Où en est-on avec l’Iran ?

Selon Pierre CONESA : « Avec l’Iran c’est un choc de Titan, il y a une espèce d’hypocrisie sur la région, à la merci de n’importe quelle provocation. Le seul pays qui s’est tenu à l’écart de tous les conflits c’est Oman qui a de bonnes relations avec tout le monde. Alors que l’Iran est décrit comme un pays archaïque, rétrograde, peuplé de gardiens de la révolution, des femmes qui se font battre, des gens qui se font pendre, l ’Arabie, c’est l’intolérance absolue où aucune autre religion n’est tolérée parce qu’on est en terre d’Islam. En revanche, les Saoudiens sont beaucoup plus forts que les Iraniens en matière de communication. »

La Chine dans tout ça va se positionner comment ?

Selon Pierre CONESA : « La Chine fait partie de ces scénarios intéressants de fabrication de l’ennemi. Trump a décidé que la Chine devait être sanctionnée. La Chine va être regardée comme le perturbateur des relations internationales parce qu’elle continue d’acheter du pétrole iranien. Nous sommes dans un monde de l’image, on peut comprendre que si les Chinois veulent faire leur propre Internet, c’est parce qu’ils ne veulent pas être sous l’autorité des Américains. Arriver à cette pondération qui était la caractéristique du régime gaullien, la diplomatie de De Gaulle, la France devant faire sa propre diplomatie au milieu d’un monde où il n’y a pas obligatoirement les méchants d’un côté et les gentils de l’autre. »

Est-ce qu’une révolution est envisageable en Arabie Saoudite ?
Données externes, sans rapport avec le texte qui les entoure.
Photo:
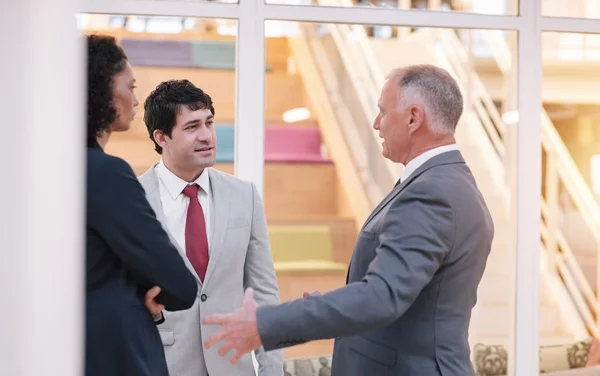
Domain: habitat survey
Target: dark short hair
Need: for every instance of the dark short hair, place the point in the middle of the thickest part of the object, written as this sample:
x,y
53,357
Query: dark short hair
x,y
163,104
105,60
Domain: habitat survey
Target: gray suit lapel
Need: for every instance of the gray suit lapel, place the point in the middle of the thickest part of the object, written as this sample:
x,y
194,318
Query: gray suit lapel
x,y
441,159
220,210
149,182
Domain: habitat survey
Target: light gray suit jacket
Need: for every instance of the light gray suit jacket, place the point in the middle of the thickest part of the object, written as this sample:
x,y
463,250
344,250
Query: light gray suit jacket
x,y
412,282
240,257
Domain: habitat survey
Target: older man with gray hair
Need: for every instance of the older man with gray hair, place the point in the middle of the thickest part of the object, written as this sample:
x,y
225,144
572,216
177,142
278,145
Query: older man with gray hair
x,y
413,277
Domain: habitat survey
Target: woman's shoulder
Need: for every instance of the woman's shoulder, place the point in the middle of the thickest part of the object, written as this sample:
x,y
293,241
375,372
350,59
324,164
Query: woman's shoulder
x,y
104,165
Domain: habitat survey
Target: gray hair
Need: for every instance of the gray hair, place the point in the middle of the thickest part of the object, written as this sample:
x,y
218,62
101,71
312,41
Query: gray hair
x,y
438,91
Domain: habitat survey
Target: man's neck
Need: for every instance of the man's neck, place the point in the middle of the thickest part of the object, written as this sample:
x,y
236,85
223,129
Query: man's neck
x,y
188,176
420,149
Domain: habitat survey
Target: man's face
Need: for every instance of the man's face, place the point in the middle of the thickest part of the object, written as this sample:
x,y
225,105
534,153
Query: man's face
x,y
193,143
392,123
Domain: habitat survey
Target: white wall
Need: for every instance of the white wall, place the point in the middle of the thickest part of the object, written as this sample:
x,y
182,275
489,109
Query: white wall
x,y
41,195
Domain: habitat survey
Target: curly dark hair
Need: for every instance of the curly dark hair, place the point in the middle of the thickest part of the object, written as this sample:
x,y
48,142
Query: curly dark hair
x,y
162,105
105,60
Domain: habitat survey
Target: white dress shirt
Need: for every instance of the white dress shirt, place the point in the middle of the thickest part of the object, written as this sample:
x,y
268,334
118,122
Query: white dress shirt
x,y
175,203
413,165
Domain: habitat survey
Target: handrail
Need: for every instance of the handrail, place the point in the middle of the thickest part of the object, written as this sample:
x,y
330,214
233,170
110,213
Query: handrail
x,y
321,102
452,52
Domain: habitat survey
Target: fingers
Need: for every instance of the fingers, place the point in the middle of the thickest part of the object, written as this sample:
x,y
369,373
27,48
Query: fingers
x,y
215,338
217,319
236,357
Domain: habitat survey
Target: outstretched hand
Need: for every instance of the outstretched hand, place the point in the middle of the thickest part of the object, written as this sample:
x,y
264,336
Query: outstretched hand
x,y
239,329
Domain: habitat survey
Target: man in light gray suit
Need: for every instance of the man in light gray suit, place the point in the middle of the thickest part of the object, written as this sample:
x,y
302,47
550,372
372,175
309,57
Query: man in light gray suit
x,y
413,277
218,224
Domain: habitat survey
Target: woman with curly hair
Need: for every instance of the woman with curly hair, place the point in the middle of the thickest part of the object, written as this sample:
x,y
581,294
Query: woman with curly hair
x,y
128,252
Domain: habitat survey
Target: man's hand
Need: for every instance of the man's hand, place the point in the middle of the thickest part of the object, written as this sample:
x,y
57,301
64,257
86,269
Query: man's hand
x,y
239,329
152,306
314,293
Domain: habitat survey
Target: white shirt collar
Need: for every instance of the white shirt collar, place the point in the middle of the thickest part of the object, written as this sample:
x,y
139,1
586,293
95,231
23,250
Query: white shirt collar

Selon Pierre CONESA : « Non, je crois que l’opération la plus probable, c’est que Mohamed Ben Salmane a fâché ses cousins en leur prenant leurs biens ce qui a rapporté plusieurs milliards au royaume. Mohamed Ben Salmane renforce son pouvoir sur les médias en prenant le contrôle de tout, ça fait partie de sa politique de communication, son souci principal, la concentration du pouvoir à travers son image. » 

Qui menace réellement l’Arabie Saoudite ? Tant qu’elle sera riche, aucun pays ne dénoncera l’Arabie Saoudite. Et que va devenir cette affaire KASHOGGI ? Pour Pierre CONESA, l’Arabie Saoudite refuse de coopérer sur cette affaire.

La seule question qui vaille à terme, ce régime est-il stable, est-ce que cela peut durer ? conclut Jacques MYARD.